2009年05月08日 | ガジ丸通信-沖縄関連

  二十四節気の一つに清明がある。今年は4月5日から19日までがその節で、沖縄ではその間に墓参りをするシーミー(清明祭)と呼ばれる行事がある。
 母の三回忌がまだなので、我が家は今年清明祭はやらない。そういう決まりとのこと。ではあるが、1年放っておくと雑草が大変なので、掃除はやっておこうと先週の土曜日に出かけた。掃除は40分で済んだが、墓には1時間ほどいた。残りの20分は、我が家の墓の隣の隣に小屋を建てて住みついている自由人の話し相手であった。
 話を長引かせたくないので私からは話さない。たまに相槌を打つだけで、もっぱら聞き役となる。それでも、他に話し相手がいないのか、彼はとても饒舌で、半年ぶりの私をなかなか離そうとしない。20分間、愚痴を聞かされる。
  彼の話は、「俺は東京でも大阪でも浮浪者をやっていたが、ウチナーンチュが一番根性が悪い。」といった内容。どうやら、隣の墓の清明祭の時に、そこの人とひと悶着あったらしい。「青い空とか青い海とか人が優しいとかきれいごとばっかり言っているがよ。」なんて、まるで、ガジ丸の唄『シークヮーサーの反逆』みたいなことを言う。
          
          

 琉球人が倭人に比べて優しいなどとは私も思っていないが、(概ねの)琉球人が(概ねの)倭人に比べていい加減な性格であるとは、私がそうなので、思っている。
 墓掃除の後、実家へ寄って1時間ばかり父のパソコン教室をやって、その後、末吉公園を散策する。その時の散策には一つの目的があった。五弁のクチナシ(普通は六弁)を去年見ていて、その花の写真を撮るという目的。しかし、既に花は散っていた。せっかく来たのにとがっくりだったが、「ま、いいか。」とすぐに開き直る。
  その翌日の日曜日、散歩を30分で済ませ、畑仕事も30分で済ませ、部屋を夏の装いにする作業に時間を割いた。四月になった時点で、火鉢を片付け、長袖シャツを押入れに仕舞い、半袖シャツを表に出すなどの衣替えしなくちゃあと思っていたが、そのうちそのうちにと引き伸ばして、例年よりだいぶ遅れた衣替えとなった。
 「ま、いいか」とか「そのうちそのうち」という性格は私の性格であるが、ウチナーンチュの代表的な性格でもある。私は真っ当なウチナーンチュというわけだ。

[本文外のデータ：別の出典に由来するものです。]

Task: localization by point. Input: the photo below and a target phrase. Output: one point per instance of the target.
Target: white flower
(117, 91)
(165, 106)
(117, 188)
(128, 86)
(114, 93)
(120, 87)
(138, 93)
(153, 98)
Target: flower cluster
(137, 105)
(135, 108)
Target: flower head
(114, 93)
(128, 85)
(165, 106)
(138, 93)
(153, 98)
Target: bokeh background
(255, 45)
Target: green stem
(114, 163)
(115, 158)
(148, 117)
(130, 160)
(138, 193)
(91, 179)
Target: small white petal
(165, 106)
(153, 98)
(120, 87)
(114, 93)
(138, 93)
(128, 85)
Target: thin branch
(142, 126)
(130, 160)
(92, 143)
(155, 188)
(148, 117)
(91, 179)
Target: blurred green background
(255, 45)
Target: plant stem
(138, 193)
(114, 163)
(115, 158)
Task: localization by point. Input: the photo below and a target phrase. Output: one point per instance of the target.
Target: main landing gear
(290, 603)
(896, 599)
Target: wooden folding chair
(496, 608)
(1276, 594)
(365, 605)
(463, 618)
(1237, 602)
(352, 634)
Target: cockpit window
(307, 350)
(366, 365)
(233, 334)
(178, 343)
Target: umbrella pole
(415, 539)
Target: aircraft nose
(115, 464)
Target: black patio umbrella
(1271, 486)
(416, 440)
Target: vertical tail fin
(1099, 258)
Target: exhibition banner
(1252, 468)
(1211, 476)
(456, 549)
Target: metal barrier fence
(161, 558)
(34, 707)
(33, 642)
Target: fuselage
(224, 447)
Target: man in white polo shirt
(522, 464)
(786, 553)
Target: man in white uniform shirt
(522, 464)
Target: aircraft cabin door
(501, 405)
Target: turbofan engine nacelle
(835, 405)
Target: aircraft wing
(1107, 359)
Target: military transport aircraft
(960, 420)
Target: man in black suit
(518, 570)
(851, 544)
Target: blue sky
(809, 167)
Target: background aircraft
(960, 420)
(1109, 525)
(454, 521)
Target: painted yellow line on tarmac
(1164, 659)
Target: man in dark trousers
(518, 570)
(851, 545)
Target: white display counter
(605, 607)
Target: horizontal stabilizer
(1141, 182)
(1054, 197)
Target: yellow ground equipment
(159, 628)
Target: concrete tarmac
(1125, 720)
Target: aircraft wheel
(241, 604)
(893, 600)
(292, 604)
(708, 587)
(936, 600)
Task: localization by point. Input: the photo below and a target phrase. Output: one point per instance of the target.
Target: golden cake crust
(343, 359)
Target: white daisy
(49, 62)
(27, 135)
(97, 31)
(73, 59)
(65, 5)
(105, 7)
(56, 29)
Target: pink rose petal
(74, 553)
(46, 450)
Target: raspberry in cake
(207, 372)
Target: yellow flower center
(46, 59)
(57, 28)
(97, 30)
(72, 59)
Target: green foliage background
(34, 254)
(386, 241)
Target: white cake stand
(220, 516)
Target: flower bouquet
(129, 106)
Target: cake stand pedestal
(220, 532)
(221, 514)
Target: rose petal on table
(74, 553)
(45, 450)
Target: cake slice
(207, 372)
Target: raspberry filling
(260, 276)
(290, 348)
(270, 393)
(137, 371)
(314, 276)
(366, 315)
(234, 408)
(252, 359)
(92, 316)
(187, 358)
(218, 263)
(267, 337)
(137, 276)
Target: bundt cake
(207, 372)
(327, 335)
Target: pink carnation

 私がよく利用しているバスは、古くからある沖縄資本のバス会社であったが、数年前に本土資本の会社に経営が移った。本土資本になるのは、ウチナーンチュとしてはあまり気持ちの良いものではないのだが、経営が移ったとたん、バス運転手のマナーが格段に向上した。そういう教育をしたのであろう。客としては乗っていて気持ち良い。
 ところが、先日乗った同社のバスは以前の運転に戻っていた。「機嫌悪いのかな、女房とケンカでもしたのかな。」と思いつつ、「ナイチャーの運転手だったら私事を仕事に影響させないだろうな。」と思って、運転席の上部にある名札を見ると、案の定、運転手はウチナーンチュであった。その日の帰りのバスは、いつも通りの丁寧な運転、名札を見るとナイチャー(沖縄は独特の苗字が多いので、名前である程度判断できる)であった。その数日後に乗ったバスは粗い運転、運転手はウチナーンチュ。どうやら機嫌が悪いのでは無く、ウチナーンチュの本性が現れたようである。ちゃんと教育はしても、喉元過ぎればということなのであろう。本性はなかなか消えてはくれないのである。